Overbay, Wheeler, and Giberson are among a small group of former insiders willing and able to speak publicly about their experiences because they’ve moved on to more open environments and aren’t bound by non-disparagement agreements. The majority of people RD contacted wouldn’t (or couldn’t) comment on the record, but the pain caused by these colleges and universities is palpable. As Richard Flory recently observed here on RD, “many lives have been ruined in the name of theological purity.” I, too, am pessimistic about the future of American evangelicalism, but I join him in his reminder that that future has not yet been written.
As the administrations at evangelical schools are acting on both ideological imperatives and financial incentives—donors often threaten to withhold funds, and parents may refuse to send their children if the schools fail to toe the line—the likelihood of effecting positive change through external pressure is minimal. The Hawkins case at Wheaton may yet prove to be the exception to the rule, as a number of insiders are holding out hope that she will be reinstated. Perhaps there’s even a slight chance of a broader reversal.

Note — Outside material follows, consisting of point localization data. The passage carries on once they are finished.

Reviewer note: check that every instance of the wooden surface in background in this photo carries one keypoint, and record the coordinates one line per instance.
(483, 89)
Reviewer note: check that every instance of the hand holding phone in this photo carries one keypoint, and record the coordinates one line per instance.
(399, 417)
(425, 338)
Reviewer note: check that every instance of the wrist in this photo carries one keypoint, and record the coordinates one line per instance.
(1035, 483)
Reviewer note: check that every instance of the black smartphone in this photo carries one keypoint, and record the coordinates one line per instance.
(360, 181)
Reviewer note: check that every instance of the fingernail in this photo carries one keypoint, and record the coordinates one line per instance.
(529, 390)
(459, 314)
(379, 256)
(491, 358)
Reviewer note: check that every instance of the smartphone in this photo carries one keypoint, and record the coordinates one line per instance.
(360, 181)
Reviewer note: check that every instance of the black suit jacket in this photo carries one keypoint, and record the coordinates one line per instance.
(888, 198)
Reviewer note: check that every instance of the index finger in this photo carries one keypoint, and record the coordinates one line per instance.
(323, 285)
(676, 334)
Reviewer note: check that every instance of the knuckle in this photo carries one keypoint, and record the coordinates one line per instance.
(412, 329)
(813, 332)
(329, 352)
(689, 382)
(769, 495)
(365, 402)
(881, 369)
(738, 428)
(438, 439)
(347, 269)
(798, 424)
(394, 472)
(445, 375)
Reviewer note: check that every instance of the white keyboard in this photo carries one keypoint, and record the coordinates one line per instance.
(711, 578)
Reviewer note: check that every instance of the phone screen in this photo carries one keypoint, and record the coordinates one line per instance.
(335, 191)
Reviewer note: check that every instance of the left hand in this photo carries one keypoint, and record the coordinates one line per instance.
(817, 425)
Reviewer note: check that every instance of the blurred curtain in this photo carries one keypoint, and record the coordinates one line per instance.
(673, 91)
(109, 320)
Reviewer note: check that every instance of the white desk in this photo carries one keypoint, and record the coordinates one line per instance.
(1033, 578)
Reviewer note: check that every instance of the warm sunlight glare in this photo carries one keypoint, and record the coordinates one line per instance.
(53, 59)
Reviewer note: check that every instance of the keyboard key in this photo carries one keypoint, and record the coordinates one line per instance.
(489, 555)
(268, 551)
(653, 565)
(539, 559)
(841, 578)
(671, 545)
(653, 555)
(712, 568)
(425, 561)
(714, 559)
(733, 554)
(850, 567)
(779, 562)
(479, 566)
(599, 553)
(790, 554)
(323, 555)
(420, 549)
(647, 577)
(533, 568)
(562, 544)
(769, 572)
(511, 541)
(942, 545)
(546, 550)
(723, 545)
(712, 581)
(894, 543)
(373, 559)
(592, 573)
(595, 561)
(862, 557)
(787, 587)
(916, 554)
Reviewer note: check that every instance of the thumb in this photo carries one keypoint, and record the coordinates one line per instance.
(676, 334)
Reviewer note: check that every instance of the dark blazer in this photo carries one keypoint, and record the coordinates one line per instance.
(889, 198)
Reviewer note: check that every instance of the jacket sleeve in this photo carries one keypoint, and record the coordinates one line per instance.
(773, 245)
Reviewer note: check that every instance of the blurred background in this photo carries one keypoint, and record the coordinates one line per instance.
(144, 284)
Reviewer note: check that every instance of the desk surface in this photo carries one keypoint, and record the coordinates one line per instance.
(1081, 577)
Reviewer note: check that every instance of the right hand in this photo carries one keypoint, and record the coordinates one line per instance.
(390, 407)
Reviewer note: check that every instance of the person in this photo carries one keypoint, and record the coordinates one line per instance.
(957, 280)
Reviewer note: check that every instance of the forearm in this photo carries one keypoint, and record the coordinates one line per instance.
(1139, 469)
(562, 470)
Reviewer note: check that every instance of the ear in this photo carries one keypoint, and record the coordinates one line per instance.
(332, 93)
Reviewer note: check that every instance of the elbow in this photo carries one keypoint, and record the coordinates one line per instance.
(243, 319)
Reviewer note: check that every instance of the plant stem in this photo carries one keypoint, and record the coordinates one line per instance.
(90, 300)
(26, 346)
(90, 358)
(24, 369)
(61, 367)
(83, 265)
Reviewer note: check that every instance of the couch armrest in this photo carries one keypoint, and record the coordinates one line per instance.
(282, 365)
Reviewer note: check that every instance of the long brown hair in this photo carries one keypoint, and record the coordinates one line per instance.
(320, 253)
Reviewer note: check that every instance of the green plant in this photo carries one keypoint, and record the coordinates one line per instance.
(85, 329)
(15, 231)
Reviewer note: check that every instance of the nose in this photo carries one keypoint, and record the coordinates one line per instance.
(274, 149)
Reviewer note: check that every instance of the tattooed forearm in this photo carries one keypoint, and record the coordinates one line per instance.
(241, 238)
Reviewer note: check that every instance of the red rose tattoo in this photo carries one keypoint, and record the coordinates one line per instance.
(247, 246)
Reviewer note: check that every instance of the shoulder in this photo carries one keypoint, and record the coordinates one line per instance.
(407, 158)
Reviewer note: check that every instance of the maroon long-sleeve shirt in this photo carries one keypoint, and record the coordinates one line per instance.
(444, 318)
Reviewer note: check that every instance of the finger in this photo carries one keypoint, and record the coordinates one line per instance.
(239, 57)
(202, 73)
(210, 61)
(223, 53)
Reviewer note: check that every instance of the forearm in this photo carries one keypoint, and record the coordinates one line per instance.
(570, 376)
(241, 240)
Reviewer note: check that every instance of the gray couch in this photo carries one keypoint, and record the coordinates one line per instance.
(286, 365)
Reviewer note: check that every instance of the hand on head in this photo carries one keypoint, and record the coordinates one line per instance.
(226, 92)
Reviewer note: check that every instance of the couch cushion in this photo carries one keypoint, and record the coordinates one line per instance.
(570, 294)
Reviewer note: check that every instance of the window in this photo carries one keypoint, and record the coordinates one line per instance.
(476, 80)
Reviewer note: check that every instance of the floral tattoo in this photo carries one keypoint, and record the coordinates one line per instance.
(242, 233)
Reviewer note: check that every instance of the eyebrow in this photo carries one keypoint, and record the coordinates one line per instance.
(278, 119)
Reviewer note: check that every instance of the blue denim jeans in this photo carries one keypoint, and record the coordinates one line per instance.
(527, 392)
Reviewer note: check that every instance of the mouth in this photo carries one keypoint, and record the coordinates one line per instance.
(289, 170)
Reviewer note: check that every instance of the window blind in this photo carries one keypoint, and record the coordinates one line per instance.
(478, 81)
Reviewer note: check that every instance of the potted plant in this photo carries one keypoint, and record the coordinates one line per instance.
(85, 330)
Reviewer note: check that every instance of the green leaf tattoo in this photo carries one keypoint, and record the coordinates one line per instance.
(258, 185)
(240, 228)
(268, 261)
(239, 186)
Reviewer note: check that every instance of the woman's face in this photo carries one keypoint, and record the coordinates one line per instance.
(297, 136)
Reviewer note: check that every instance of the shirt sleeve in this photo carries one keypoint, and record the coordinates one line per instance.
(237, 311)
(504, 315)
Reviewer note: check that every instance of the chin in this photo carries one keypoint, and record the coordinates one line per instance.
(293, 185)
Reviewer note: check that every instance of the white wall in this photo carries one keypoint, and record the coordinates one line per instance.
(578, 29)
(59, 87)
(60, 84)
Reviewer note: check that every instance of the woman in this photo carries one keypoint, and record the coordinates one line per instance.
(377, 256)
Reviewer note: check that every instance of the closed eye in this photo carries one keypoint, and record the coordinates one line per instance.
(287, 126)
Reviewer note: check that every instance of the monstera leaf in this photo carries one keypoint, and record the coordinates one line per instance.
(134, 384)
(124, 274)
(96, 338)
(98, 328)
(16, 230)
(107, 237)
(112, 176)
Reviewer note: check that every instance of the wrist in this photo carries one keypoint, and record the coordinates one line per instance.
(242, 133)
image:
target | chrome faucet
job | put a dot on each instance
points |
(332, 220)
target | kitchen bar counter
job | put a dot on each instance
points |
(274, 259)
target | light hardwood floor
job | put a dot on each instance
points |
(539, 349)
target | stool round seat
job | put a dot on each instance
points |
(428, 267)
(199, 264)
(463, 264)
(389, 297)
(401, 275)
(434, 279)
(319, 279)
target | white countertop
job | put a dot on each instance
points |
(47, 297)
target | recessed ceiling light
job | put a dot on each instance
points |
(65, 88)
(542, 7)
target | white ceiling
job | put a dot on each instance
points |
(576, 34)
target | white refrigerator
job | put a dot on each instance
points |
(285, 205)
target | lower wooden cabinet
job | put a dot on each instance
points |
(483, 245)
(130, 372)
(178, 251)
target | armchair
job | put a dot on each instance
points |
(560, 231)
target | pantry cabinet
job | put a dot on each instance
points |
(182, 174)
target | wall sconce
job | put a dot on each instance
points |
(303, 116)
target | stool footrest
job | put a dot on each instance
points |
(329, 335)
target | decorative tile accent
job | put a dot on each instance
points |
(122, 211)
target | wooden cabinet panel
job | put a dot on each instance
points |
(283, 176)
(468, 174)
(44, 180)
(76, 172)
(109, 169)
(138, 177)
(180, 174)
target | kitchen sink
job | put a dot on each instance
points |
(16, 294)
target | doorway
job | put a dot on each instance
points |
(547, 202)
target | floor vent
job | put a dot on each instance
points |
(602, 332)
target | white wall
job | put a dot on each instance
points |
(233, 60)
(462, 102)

But whatever the outcome for Hawkins, the extent of the conservative crackdown on evangelical campuses is worth noting. One of the frustrations mentioned again and again by sources is how dishonest the schools have been about their motives for removing faculty and silencing dissent.
For those of us not directly tied to evangelical institutions of higher education, the least we can do in solidarity with the faculty caught up in witch-hunts and the students who are being deprived of an authentic liberal arts education (and in some cases bullied), is to let them know that we are paying attention, and that we are not indifferent. These stories of dissent and disagreement complicate any kind of “sea change” narrative about American evangelicalism moving toward moderation and openness. But whatever the future of American evangelicalism, I can’t help but wonder how many of my generational peers who chose evangelical higher education, given today’s climate, would have joined me at Ball State.